Pumpkin-carving season is over, and it will soon be pumpkin-pie-eating season (aka Thanksgiving).
I salute the hardy few who make pumpkin pie from actual pumpkins, but for most folks, once Halloween is past, pumpkins are unwanted.
Here on Miles Smith Farm, there is another pumpkin season between carving and eating. That's pumpkin-smashing season. Let me explain. My cattle love to eat unwanted pumpkins, whether they are unsold surplus or whole pumpkins or jack-o-lanterns donated by friends of the farm. But cattle have no upper front teeth, so they don't have the chomping power needed to open a whole pumpkin. So those pumpkins must be smashed!
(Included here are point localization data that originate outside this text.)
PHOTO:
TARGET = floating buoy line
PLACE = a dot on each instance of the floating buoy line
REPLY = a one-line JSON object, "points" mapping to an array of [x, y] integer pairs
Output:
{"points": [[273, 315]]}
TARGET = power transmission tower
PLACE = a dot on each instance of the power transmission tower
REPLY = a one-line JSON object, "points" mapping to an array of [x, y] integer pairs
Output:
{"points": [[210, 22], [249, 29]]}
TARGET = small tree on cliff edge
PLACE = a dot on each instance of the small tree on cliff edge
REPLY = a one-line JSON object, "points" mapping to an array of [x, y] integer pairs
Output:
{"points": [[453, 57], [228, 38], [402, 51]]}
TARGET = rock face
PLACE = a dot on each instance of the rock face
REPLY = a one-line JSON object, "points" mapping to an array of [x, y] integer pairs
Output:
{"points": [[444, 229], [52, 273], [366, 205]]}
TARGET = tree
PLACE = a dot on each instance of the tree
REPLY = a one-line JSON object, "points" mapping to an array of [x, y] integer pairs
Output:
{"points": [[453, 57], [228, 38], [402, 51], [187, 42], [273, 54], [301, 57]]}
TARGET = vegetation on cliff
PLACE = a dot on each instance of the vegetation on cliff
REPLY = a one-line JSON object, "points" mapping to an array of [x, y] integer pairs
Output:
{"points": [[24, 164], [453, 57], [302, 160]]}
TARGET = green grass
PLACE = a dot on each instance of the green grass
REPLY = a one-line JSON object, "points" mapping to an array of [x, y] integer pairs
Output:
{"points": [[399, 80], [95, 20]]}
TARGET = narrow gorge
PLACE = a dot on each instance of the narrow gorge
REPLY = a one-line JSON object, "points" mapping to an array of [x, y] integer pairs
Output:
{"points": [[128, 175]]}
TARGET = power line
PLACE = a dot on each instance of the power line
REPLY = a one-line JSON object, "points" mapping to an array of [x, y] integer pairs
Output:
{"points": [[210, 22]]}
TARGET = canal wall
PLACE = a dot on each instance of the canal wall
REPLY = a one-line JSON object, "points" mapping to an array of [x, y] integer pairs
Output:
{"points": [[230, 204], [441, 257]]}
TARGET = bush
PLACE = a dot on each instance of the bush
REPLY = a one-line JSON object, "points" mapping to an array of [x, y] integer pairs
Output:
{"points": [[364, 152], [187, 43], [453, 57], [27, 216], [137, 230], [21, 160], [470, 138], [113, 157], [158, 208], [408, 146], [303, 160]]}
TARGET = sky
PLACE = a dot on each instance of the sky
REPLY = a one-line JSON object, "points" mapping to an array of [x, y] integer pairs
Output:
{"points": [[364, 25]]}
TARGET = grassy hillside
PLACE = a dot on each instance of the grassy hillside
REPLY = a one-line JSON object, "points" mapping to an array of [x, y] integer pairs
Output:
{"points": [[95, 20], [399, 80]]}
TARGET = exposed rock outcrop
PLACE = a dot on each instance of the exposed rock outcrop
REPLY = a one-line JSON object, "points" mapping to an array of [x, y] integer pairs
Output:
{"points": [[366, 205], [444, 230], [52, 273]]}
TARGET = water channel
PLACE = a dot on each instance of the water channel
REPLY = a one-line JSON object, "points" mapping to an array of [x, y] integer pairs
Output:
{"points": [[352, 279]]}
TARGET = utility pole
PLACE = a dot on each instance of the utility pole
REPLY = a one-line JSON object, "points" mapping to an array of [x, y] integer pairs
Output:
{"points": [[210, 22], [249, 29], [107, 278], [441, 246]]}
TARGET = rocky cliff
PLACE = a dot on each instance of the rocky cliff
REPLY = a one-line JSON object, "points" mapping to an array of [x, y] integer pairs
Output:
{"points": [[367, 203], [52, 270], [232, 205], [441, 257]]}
Throw a pumpkin to the ground, and most likely, it will bounce, unbroken, and roll away. But slam it onto a concrete floor, and it will break open, exposing its guts. Then it's pinata time for the cattle. The seeds and the gooey, stringy stuff are like candy to them, although they enjoy the pumpkin shell, too.
Any vandal will tell you that smashing pumpkins is lots of fun. It relieves feelings of anger, anxiety, or frustration. And let's face it; lately, we've been experiencing all three. So you are invited to come to our farm to smash some pumpkins. You can pretend they represent the Covid-19 virus, or your least-favorite presidential candidate, or just the year 2020 in general. You'll feel better, and my Scottish Highlanders and Angus cattle will love you for it.
So if you don't know what to do with your chemical-free pumpkins, bring them to the farm and smash them on-site. Jack-O-Lanterns (without candles) are also popular, carved or not. Smashing is welcome on Wed. from 1-5 p.m. and Thur.-Sat. 10-5 p.m. (please wear a mask and social distance.) It's a rare situation when smashing something can be an act of kindness!